The pricing-pressure narrative compounds. Each open-weights release pulls hosted pricing down further. The trajectory is intact through year-end. I expect this continues into 2026 with no obvious circuit-breaker.

The MCP-everything-else question is settling toward MCP. The MCP-only architecture piece lays out the case. The practitioner adoption is increasingly MCP-first.

These are the late-2025 takes. The 2026-prediction piece will have more committed forecasts.

What I learned from the misses

A pattern across the wrong calls: I systematically underweighted how fast open-source / open-weights / open-platform momentum compounds when the tooling is energized. The MLX maturity, the distillation pattern, the open-weights workhorse-tier closing, all of these moved faster than I called.

The lesson: when the open-source side has motivated practitioners, the rate of progress beats my intuition. The closed-source side moves with vendor cadence; the open side moves at community cadence, which when motivated is meaningfully faster.
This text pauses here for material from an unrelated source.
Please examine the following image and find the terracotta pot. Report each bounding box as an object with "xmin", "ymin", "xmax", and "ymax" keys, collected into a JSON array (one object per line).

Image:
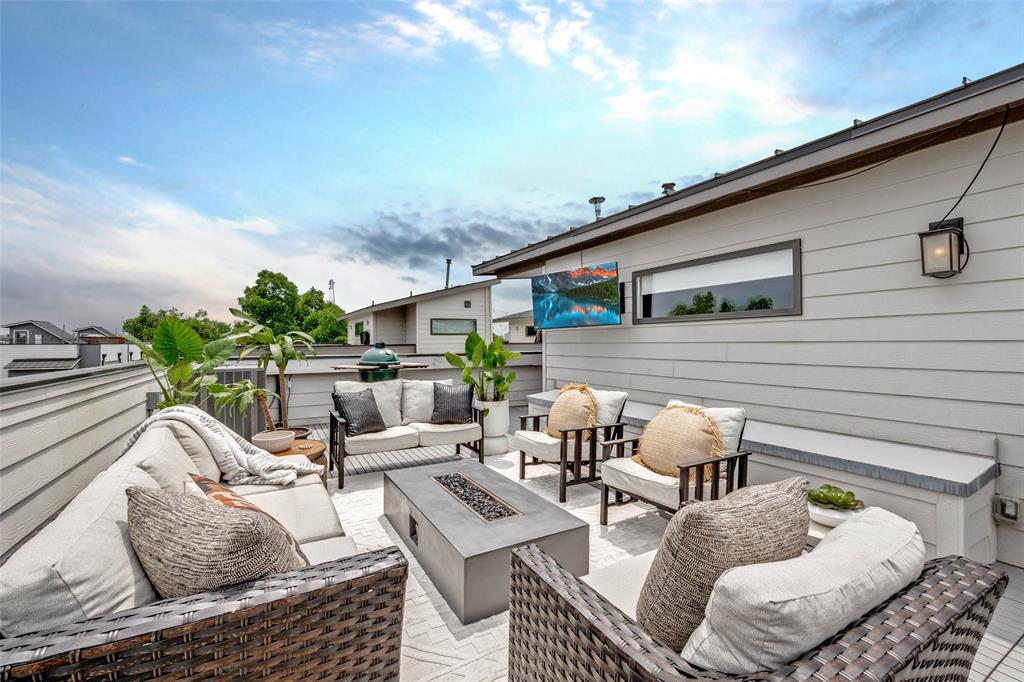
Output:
[{"xmin": 253, "ymin": 431, "xmax": 295, "ymax": 453}]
I'll try to apply this to the 2026 forecasts. The open-source AI conversation has at least as much momentum heading into 2026 as it had heading into 2025. My prior is to weight that more heavily than I did.

The discipline summary

Nine-month checkpoints work. The "what I said vs what I think now" format keeps me honest in ways that re-reading my own posts without explicitly grading them doesn't. Recommended practice for anyone making public AI predictions, the gap between the predictions and the recalibrated takes is informative.

The next checkpoint is the 2025 wrap-up and the 2026 predictions, both coming in the next few weeks. Worth doing them with the corrections from this piece in mind. The forecasts are only useful if they're grounded; the grounding requires admitting where the prior forecasts were off.

What I said in March was directionally good and specifically off in patterned ways. What I think now is better-calibrated; whether it's right is the next nine months' question.